Strażacy wytknęli nieprawidłowości użytkownikom.
Zamiast galerii czy Centrum Produktu Regionalnego w "Starej Polanie" mieści się tani hostel. Szef Komendy Powiatowej Państwowej Straży Pożarnej w Zakopanem nakazał po kontroli usunąć usterki i nieprawidłowości w obiekcie.
Budynek, zwany dawniej "Płazówką", przez 6 ostatnich lat mieścił Galerię Politechniki Krakowskiej "Stara Polana". Przypomnijmy: 24 listopada 2000 r. uczelnia uruchomiła w najstarszej części zabytkowego obiektu (wzniesionego w 1905 r.) przy ul. Nowotarskiej galerię. Przez jej gościnne wnętrza przewinęły się dziesiątki artystów. Swoje dzieła prezentowali pracownicy i studenci PK, twórcy z Zakopanego i Podhala, Słowacy, artyści związani z Fundacją Sztuki Osób Niepełnosprawnych. Odbywały się tam konferencje naukowe, spotkania literackie z cyklu "Ocalić od zapomnienia", koncerty kameralne i pokazy malowania na szkle. Sztuki wystawiał Teatr Off Tatrzański i Studium Słowa. Galerii patronował starosta tatrzański. Na początku lipca 2006 Politechnika Krakowska zlikwidowała Galerię "Stara Polana", ponieważ nie było jej stać na dalsze utrzymanie. Niemal natychmiast w obronie galerii opowiedziała się jej wieloletnia opiekunka Janina Jarosz-Walczakowa. Postanowiła założyć Towarzystwo Przyjaciół "Starej Polany", starosta tatrzański natomiast startował w przetargu, chcąc zorganizować Centrum Produktu Regionalnego. Ostatecznie politechnika wydzierżawiła obiekt na hostel.

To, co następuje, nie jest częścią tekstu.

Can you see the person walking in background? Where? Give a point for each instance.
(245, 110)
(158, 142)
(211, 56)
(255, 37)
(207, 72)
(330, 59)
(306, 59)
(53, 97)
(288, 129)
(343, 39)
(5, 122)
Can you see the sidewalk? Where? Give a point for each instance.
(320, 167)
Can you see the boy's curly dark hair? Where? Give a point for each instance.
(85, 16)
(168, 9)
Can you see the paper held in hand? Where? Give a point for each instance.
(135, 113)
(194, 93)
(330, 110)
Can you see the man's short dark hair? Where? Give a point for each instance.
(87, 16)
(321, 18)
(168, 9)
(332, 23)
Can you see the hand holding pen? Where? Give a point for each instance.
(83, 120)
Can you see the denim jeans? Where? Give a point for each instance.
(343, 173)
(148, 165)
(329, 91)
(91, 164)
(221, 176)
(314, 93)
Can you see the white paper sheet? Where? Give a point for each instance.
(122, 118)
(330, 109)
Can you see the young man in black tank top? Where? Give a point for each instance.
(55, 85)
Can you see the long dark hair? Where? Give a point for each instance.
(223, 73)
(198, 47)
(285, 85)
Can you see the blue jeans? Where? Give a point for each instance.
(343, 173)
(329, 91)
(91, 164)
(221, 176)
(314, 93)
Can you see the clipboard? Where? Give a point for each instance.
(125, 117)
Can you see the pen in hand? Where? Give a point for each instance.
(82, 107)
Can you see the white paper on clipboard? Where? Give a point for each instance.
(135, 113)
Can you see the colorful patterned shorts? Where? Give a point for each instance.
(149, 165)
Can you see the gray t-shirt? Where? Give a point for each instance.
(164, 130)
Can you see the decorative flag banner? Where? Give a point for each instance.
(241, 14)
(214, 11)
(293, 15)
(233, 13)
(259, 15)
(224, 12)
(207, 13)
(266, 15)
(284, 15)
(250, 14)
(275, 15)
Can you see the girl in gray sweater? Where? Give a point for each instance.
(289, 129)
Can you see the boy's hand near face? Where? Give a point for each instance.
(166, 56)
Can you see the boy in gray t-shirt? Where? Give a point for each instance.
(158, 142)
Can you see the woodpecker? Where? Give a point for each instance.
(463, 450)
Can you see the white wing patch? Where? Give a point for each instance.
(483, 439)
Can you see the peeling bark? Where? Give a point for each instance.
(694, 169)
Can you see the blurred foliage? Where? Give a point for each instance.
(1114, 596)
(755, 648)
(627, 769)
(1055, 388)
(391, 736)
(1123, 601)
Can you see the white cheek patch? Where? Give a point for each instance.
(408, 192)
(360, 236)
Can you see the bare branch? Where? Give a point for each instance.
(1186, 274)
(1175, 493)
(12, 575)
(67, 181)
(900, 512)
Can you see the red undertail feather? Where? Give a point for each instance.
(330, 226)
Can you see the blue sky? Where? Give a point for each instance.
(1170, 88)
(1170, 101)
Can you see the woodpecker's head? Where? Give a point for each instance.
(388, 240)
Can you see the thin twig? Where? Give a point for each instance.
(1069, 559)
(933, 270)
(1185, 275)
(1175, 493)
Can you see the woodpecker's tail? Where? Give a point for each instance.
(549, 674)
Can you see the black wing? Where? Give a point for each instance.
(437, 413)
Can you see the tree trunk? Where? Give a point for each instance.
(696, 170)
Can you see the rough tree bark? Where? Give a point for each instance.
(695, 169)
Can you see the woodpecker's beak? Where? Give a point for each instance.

- Towarzystwo Przyjaciół "Starej Polany" poprosiło niedawno o kontrolę obiektu, który obecnie mieści hostel. W wyniku oględzin okazało się, że ze względu na przepisy przeciwpożarowe użytkujący muszą poprawić kilka usterek - informuje rzecznik prasowy Komendy Powiatowej Państwowej Straży Pożarnej kpt. Stanisław Galica. Chodzi przede wszystkim o zbyt długie drogi ewakuacyjne oraz nieprawidłowości w sieci elektrycznej i odgromowej. Strażacy podkreślają, że przepisy przeciwpożarowe są dużo ostrzejsze wobec obiektów zamieszkania zbiorowego niż stosowane w przypadku budynków użyteczności publicznej w rodzaju galerii. - Użytkujący obecnie drewniany budynek mają czas do końca roku, aby w porozumieniu z konserwatorem zabytków i zgodnie z przepisami zapewnić drogi ewakuacyjne o odpowiedniej długości. Jest na to kilka sposobów, miedzy innymi wydzielenie odrębnej klatki schodowej - podsumowuje rzecznik straży pożarnej.